Once he freed himself from his jeans, I got a good look at that beautiful cock and felt a tingle spread across me when I thought about what was about to happen. Yet I wasn't totally satisfied with the way he answered. Like a lot of girls, I wanted my guy to talk from the heart about his feelings. I guess I thought it would be easier if the subject was a no-brainer like why he loves anal, while he's getting some anal.

He ran his hands over my ass, until his fingers reached the plug.

"Please" I begged.

"You want me to speed things up?" he said with amusement.

It seemed like he hadn't understood me, until, suddenly, he did. He looked in my eyes; he was naked, down on his knees, petting my ass and wiggling the plug inside it, while I was there, on my hands and knees, breathing heavily and waiting, knowing that very soon something potentially very painful but also thrilling and maybe amazing was about to happen. And we just locked in.

"I'm thinking how lucky I am," he said in a low voice, "that I found the girl of my dreams. And I'm thinking that I don't care you're my sister—step-sister, whatever—because I'm fucking crazy about you. And I'm thinking about every other guy in the world who would give anything to have you, on your knees, begging to suck their cock."

I thought I was going to cry, only, thank god, this time I didn't. Gabe's fingers dipped down to stroke my pussy, just on the outside at first. It wasn't long before I started getting wet for him.

"And I'm thinking about how you make me feel every time, and it's not just because I tell you what to do or you make me cum, even though, you can do things no girl could ever do. At least not for me. No, what I'm thinking about is how good it feels when I make you cum, because that's what makes me feel like a man."

Gabe was normally a man of few words. It felt good to hear him open up, even better than his fingers inside me, stroking the upper wall of my pussy. He paused for a second, and I assumed it was over. It was all sweet, and I loved it. I loved him and I loved that he loved me. But he wasn't done, and I have to admit, I loved what came next, too.

"Rosie, I love you. You're my sister. You're my girlfriend...but you're my slut, too. And I love fucking your slut mouth—"

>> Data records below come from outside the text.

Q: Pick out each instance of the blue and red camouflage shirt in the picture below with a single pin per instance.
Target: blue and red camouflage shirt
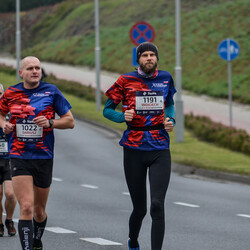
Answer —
(131, 89)
(31, 141)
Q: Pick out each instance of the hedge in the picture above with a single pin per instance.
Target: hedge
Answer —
(228, 137)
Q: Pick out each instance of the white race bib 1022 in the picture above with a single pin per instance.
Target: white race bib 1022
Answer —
(28, 131)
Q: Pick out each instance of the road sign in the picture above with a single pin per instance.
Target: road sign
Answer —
(228, 49)
(134, 57)
(142, 32)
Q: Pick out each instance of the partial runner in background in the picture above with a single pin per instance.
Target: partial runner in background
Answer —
(6, 185)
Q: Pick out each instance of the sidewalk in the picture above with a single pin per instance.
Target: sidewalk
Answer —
(217, 110)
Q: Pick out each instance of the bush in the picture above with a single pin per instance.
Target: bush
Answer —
(228, 137)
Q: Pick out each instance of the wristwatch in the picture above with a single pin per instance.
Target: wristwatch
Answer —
(51, 122)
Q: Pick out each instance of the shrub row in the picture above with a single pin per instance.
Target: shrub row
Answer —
(75, 88)
(228, 137)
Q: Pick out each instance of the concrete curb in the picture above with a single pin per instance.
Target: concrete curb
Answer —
(190, 171)
(184, 170)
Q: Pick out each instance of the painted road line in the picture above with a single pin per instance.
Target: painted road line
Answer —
(102, 242)
(126, 193)
(56, 179)
(59, 230)
(244, 215)
(89, 186)
(186, 204)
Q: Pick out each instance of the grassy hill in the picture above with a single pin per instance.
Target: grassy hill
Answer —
(64, 33)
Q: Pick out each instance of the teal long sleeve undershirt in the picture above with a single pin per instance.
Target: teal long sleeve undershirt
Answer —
(110, 113)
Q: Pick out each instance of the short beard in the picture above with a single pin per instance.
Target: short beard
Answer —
(147, 70)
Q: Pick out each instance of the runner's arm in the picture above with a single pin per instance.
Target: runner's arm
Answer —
(6, 126)
(65, 121)
(170, 112)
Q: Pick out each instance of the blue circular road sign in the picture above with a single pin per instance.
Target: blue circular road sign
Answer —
(228, 49)
(142, 32)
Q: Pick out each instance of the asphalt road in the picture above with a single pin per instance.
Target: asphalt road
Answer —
(217, 110)
(89, 204)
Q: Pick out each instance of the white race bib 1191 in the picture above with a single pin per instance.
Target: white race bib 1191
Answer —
(149, 102)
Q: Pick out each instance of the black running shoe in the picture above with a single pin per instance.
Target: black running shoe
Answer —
(10, 227)
(1, 230)
(37, 244)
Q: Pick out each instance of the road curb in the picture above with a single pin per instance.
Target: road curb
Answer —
(184, 170)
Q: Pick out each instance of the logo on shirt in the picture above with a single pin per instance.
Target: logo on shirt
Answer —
(41, 94)
(159, 84)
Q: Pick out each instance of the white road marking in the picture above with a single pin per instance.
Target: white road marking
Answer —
(101, 241)
(244, 215)
(186, 204)
(59, 230)
(56, 179)
(89, 186)
(126, 193)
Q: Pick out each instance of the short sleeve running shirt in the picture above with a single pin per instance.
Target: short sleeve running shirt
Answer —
(28, 141)
(148, 97)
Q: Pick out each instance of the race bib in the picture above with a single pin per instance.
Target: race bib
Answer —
(28, 131)
(149, 102)
(3, 147)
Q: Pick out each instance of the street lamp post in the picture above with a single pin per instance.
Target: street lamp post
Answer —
(97, 56)
(179, 127)
(18, 40)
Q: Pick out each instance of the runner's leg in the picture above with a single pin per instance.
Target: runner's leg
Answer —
(40, 216)
(23, 188)
(135, 173)
(1, 205)
(10, 201)
(159, 176)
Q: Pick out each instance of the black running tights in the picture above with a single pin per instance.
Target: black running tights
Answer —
(158, 165)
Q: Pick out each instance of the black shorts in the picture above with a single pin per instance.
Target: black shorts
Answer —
(40, 169)
(5, 173)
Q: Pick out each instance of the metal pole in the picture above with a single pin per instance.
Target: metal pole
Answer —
(179, 127)
(18, 40)
(229, 82)
(97, 56)
(230, 93)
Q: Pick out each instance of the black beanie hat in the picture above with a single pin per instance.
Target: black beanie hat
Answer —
(146, 46)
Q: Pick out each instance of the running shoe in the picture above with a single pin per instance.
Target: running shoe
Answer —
(132, 248)
(1, 230)
(10, 227)
(37, 244)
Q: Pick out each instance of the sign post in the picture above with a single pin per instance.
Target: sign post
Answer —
(140, 32)
(228, 50)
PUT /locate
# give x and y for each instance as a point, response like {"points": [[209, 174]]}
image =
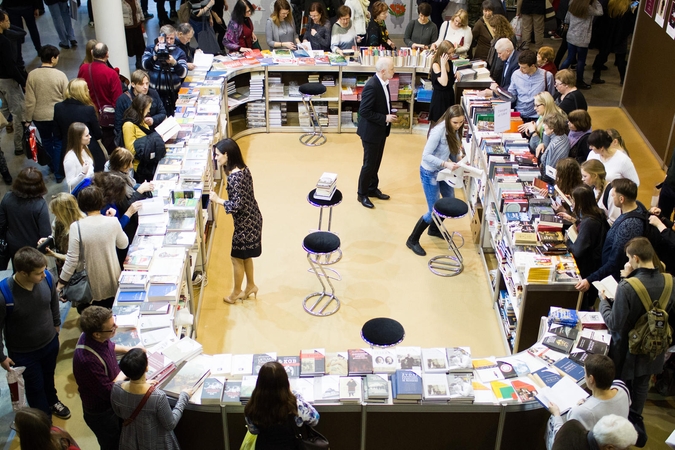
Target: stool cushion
{"points": [[382, 331], [336, 200], [321, 242], [312, 89], [451, 207]]}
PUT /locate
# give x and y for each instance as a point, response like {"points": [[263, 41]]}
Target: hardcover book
{"points": [[360, 361]]}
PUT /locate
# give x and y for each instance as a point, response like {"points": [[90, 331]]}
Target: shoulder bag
{"points": [[106, 113], [139, 408], [78, 290]]}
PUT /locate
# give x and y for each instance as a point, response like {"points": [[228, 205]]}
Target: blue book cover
{"points": [[163, 291], [406, 384], [131, 296], [571, 368]]}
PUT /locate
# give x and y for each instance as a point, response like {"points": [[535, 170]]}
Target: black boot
{"points": [[413, 242], [433, 230]]}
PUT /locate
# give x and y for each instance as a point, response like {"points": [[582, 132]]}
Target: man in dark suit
{"points": [[374, 126]]}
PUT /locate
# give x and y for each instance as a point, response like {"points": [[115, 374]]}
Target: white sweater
{"points": [[73, 169], [618, 166], [447, 33]]}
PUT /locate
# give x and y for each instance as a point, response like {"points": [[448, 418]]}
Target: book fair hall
{"points": [[460, 243]]}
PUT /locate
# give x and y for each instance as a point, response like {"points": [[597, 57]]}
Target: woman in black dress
{"points": [[443, 82], [241, 203]]}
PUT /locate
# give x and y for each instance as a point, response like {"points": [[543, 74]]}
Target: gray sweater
{"points": [[30, 325], [621, 317], [580, 29], [101, 235]]}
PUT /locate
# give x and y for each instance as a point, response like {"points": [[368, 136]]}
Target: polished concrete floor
{"points": [[380, 276]]}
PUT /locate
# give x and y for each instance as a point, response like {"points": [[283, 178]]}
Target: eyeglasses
{"points": [[114, 328]]}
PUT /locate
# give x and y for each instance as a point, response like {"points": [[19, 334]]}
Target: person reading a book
{"points": [[625, 228], [241, 203], [99, 236], [623, 313], [95, 370], [343, 35], [612, 432], [280, 30], [275, 412], [421, 32], [148, 418], [442, 151]]}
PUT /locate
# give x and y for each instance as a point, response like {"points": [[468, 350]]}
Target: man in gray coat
{"points": [[622, 315]]}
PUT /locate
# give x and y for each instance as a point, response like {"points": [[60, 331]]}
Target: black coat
{"points": [[373, 126], [70, 111]]}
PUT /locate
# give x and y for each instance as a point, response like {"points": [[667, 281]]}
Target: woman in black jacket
{"points": [[591, 228], [78, 107]]}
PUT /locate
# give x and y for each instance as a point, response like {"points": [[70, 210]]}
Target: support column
{"points": [[110, 30]]}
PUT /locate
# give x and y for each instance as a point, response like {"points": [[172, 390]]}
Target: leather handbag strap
{"points": [[140, 406]]}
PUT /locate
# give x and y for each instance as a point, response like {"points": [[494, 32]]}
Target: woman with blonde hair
{"points": [[78, 107], [457, 31], [442, 81], [78, 163], [66, 212], [593, 174], [280, 30]]}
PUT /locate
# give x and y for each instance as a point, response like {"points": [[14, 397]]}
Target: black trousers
{"points": [[372, 158]]}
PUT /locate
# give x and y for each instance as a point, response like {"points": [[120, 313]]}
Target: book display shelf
{"points": [[524, 283]]}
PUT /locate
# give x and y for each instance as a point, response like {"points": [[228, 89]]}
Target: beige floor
{"points": [[380, 276]]}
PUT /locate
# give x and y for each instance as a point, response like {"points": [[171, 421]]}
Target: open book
{"points": [[607, 286]]}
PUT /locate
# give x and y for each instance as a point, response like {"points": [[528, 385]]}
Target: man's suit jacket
{"points": [[373, 126], [513, 66]]}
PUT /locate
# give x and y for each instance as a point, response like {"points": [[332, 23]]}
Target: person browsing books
{"points": [[623, 313], [96, 370], [241, 203], [442, 151], [275, 412], [152, 426]]}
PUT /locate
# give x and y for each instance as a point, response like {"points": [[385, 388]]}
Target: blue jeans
{"points": [[580, 54], [39, 375], [51, 144], [433, 190], [61, 17]]}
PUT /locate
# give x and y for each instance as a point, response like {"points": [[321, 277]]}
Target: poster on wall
{"points": [[649, 7], [660, 18], [670, 27]]}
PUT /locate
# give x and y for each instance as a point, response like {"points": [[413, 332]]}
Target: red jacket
{"points": [[105, 87]]}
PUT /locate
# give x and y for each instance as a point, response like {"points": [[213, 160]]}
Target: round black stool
{"points": [[308, 91], [327, 245], [321, 204], [382, 332], [453, 264]]}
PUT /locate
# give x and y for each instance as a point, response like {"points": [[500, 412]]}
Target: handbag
{"points": [[78, 289], [106, 113], [207, 39], [139, 408], [310, 439]]}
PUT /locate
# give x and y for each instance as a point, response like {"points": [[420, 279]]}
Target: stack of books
{"points": [[325, 187]]}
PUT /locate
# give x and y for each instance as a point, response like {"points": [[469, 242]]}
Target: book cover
{"points": [[409, 358], [351, 389], [337, 363], [435, 360], [212, 391], [360, 362], [291, 364], [261, 358], [312, 362], [407, 385]]}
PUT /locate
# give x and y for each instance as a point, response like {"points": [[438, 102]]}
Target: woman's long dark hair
{"points": [[585, 204], [135, 113], [272, 400], [230, 148]]}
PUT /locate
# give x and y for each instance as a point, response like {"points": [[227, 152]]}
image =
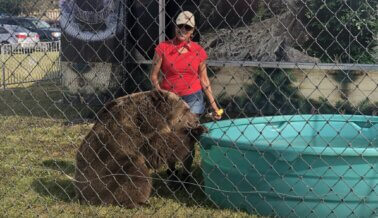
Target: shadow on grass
{"points": [[189, 193], [66, 167], [61, 189]]}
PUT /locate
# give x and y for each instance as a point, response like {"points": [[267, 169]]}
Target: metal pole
{"points": [[161, 20]]}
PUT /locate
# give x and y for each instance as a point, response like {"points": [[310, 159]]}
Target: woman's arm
{"points": [[205, 83], [154, 76]]}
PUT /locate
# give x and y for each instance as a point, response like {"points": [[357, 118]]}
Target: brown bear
{"points": [[133, 134]]}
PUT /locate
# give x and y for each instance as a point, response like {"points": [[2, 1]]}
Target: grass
{"points": [[28, 68], [37, 150]]}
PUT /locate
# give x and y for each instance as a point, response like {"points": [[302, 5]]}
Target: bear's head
{"points": [[178, 114]]}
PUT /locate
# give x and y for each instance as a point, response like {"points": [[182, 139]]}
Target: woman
{"points": [[183, 66]]}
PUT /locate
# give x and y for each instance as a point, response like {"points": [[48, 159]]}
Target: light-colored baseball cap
{"points": [[186, 17]]}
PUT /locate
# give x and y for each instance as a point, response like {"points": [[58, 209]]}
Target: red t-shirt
{"points": [[180, 71]]}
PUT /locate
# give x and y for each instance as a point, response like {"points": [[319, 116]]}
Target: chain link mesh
{"points": [[83, 135]]}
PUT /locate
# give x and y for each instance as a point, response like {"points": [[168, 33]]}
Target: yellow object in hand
{"points": [[220, 112]]}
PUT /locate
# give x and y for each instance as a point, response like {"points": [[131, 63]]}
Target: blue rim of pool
{"points": [[264, 134]]}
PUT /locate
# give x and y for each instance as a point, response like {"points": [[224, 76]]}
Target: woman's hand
{"points": [[217, 113]]}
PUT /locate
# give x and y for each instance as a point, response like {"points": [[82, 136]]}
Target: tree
{"points": [[17, 7], [342, 30]]}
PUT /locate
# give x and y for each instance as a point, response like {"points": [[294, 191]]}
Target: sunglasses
{"points": [[184, 26]]}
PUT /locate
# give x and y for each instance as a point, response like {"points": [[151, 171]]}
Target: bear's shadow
{"points": [[191, 194], [59, 189]]}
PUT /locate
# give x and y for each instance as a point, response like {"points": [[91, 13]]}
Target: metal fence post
{"points": [[2, 67]]}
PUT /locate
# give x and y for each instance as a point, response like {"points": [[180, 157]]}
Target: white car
{"points": [[17, 37]]}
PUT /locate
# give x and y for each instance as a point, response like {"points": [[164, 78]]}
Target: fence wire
{"points": [[84, 130]]}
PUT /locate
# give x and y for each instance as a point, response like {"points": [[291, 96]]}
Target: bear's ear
{"points": [[158, 96]]}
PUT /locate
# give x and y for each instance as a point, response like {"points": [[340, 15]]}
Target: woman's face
{"points": [[184, 32]]}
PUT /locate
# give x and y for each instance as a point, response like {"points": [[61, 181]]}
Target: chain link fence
{"points": [[85, 133]]}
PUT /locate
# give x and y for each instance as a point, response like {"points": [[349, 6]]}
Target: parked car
{"points": [[45, 31], [17, 37]]}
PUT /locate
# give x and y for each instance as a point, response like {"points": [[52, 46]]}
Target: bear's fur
{"points": [[133, 134]]}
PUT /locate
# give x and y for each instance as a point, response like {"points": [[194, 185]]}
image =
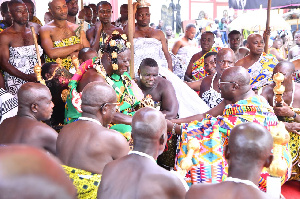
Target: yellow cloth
{"points": [[86, 183], [66, 62]]}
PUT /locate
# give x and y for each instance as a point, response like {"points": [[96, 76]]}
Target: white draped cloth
{"points": [[189, 102]]}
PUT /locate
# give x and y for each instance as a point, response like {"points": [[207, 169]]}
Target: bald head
{"points": [[237, 74], [31, 93], [86, 54], [28, 172], [224, 59], [97, 93], [284, 67], [251, 142], [148, 125], [253, 36]]}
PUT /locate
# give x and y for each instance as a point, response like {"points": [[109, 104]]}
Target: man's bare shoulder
{"points": [[6, 35], [242, 61], [244, 50]]}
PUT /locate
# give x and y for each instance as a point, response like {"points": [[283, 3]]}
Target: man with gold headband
{"points": [[60, 38], [289, 111], [207, 163], [259, 64]]}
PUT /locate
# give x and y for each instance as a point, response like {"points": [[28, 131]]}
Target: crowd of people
{"points": [[193, 122]]}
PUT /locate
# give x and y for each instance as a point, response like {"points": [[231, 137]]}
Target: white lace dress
{"points": [[24, 59], [189, 102]]}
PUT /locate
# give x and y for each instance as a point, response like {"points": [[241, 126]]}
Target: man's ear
{"points": [[34, 107], [268, 161], [227, 153], [104, 109]]}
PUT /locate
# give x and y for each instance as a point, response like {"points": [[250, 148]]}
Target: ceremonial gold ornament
{"points": [[115, 32], [143, 4], [115, 66], [112, 43], [281, 137], [114, 54], [279, 89], [75, 62]]}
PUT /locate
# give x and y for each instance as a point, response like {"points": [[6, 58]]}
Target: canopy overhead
{"points": [[255, 4], [256, 20]]}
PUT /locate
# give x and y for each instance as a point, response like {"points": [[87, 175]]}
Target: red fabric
{"points": [[291, 189]]}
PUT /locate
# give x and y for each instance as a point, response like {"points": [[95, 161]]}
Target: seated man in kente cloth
{"points": [[209, 164], [195, 69], [61, 38], [289, 111], [115, 60], [57, 79], [259, 64], [86, 146], [248, 152], [137, 175]]}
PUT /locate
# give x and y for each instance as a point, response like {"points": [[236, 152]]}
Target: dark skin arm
{"points": [[218, 110], [120, 145], [58, 52], [293, 127], [165, 50], [205, 85], [121, 118], [169, 103], [286, 111], [4, 57], [188, 72]]}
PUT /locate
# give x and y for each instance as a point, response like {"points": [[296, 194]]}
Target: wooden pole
{"points": [[130, 36], [268, 26], [36, 45]]}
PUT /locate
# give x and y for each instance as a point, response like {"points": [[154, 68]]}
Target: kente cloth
{"points": [[86, 182], [36, 20], [8, 105], [123, 90], [198, 70], [295, 153], [297, 76], [66, 62], [209, 164], [23, 58], [2, 25], [212, 97], [281, 52], [261, 71]]}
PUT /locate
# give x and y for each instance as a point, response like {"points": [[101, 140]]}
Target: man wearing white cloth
{"points": [[150, 43]]}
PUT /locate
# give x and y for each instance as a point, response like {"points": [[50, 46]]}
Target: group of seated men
{"points": [[107, 127]]}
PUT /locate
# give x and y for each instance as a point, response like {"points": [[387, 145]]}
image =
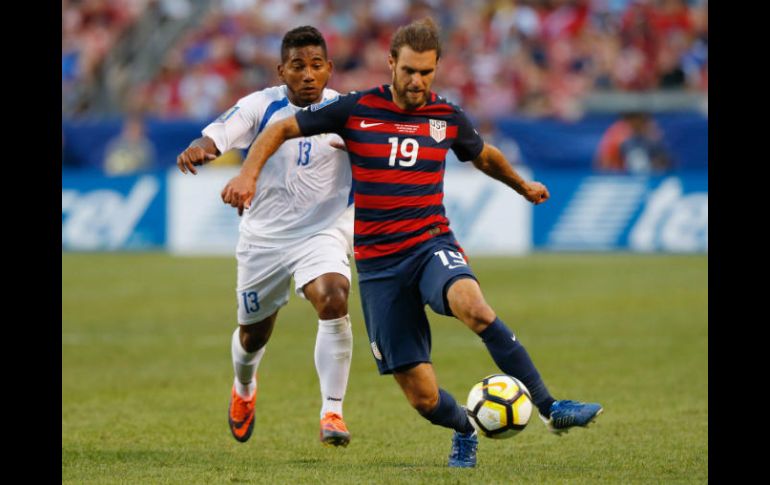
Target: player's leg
{"points": [[418, 381], [467, 303], [399, 335], [322, 276], [262, 289], [439, 407]]}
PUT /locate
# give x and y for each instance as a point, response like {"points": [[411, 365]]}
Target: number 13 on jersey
{"points": [[304, 153]]}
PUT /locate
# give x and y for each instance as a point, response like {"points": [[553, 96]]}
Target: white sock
{"points": [[245, 365], [333, 352]]}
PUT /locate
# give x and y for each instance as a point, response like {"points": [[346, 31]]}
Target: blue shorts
{"points": [[394, 300]]}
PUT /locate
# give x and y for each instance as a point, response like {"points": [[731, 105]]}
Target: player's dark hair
{"points": [[301, 37], [421, 35]]}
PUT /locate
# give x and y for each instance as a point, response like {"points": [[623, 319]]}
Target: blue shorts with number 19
{"points": [[394, 301]]}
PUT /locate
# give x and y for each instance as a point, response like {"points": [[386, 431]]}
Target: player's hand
{"points": [[536, 193], [193, 156], [238, 192]]}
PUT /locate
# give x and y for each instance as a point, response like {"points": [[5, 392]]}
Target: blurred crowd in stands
{"points": [[500, 57], [90, 28]]}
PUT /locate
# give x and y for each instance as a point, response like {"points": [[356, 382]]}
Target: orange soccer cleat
{"points": [[241, 416], [333, 430]]}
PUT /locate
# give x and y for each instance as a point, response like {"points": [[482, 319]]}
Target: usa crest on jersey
{"points": [[438, 129]]}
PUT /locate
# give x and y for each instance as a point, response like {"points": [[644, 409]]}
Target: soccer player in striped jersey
{"points": [[397, 137], [299, 226]]}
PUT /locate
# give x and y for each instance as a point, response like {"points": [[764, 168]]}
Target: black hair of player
{"points": [[301, 37]]}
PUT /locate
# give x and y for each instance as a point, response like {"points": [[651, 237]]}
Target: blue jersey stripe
{"points": [[379, 188], [369, 240], [270, 111]]}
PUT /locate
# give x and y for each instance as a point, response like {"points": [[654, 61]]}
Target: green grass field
{"points": [[146, 377]]}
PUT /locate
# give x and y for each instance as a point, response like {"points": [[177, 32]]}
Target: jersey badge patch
{"points": [[438, 130], [227, 114], [317, 106]]}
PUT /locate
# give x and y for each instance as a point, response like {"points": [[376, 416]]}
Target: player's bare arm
{"points": [[492, 162], [201, 150], [240, 190]]}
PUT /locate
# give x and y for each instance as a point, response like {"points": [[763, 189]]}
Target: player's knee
{"points": [[478, 315], [333, 303], [423, 403]]}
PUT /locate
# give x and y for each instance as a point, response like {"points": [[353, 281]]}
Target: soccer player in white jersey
{"points": [[300, 225]]}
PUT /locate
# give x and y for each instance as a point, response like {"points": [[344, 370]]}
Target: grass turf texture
{"points": [[146, 377]]}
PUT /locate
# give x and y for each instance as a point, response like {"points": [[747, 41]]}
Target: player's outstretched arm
{"points": [[201, 150], [241, 189], [492, 162]]}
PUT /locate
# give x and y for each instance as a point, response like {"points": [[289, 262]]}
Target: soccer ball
{"points": [[499, 406]]}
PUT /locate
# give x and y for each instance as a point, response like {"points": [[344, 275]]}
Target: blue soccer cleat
{"points": [[463, 453], [567, 414]]}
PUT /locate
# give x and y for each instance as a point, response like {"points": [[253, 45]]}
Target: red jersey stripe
{"points": [[377, 102], [376, 150], [395, 202], [377, 250], [389, 227], [397, 176], [396, 128]]}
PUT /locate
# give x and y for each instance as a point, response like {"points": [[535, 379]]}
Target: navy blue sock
{"points": [[449, 414], [512, 358]]}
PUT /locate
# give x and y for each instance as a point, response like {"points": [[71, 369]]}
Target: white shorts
{"points": [[264, 273]]}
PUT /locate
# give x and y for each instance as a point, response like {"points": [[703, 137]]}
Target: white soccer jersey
{"points": [[303, 188]]}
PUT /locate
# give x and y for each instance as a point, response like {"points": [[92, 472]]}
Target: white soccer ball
{"points": [[499, 406]]}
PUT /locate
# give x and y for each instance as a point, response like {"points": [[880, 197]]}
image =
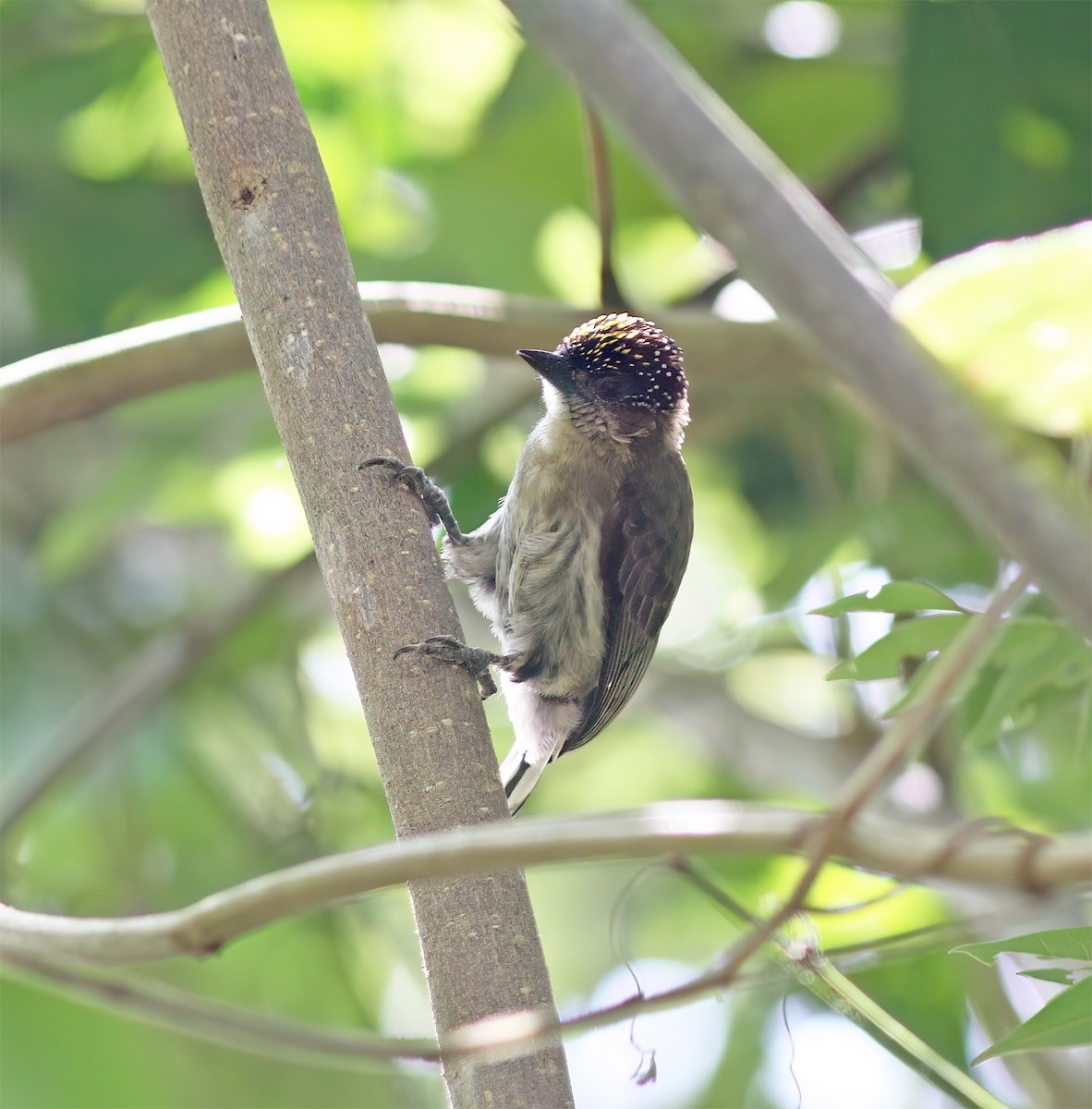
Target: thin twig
{"points": [[215, 1021], [690, 827], [79, 381], [610, 293], [138, 683], [812, 273]]}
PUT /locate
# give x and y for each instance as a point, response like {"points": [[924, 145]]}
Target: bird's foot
{"points": [[472, 659], [424, 488]]}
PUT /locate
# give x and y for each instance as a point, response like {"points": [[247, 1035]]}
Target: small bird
{"points": [[579, 567]]}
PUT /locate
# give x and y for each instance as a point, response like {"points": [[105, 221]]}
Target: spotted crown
{"points": [[624, 344]]}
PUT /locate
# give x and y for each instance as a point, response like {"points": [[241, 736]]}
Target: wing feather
{"points": [[646, 544]]}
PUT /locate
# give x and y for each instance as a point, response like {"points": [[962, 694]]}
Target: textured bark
{"points": [[273, 214]]}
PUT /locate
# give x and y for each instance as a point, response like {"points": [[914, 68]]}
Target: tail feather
{"points": [[519, 776]]}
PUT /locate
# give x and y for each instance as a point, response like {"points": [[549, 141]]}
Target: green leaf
{"points": [[1052, 654], [1013, 322], [1062, 976], [1054, 944], [896, 597], [912, 639], [1063, 1021]]}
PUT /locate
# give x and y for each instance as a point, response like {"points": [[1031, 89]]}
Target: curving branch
{"points": [[215, 1021], [810, 271], [970, 854], [86, 378]]}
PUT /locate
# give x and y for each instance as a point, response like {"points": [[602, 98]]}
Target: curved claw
{"points": [[457, 653], [425, 489]]}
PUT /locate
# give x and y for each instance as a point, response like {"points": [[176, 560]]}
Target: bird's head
{"points": [[618, 376]]}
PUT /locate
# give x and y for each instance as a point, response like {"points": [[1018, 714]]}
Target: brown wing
{"points": [[646, 546]]}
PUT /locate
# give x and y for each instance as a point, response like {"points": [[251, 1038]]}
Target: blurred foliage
{"points": [[458, 155]]}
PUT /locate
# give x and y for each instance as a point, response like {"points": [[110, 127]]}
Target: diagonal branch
{"points": [[977, 855], [86, 378], [809, 270], [274, 219]]}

I stuck two fingers of his left hand far into my mouth, gagging me a little, before withdrawing his spit-covered fingers.

"—spanking your slut ass—"

He slapped down hard on my ass with his now wet palm, two fingers from his other hand still inside me. I could feel the plug jiggle.

"—and pounding your tight fucking pussy."

He brought his fingers up to my clit, and I couldn't stop. I came bucking against his hands and struggling to hold myself up.

"I'm not pretending. I fucking love you, but...you made me this way. I love fucking the shit out of you and I still get off on all this."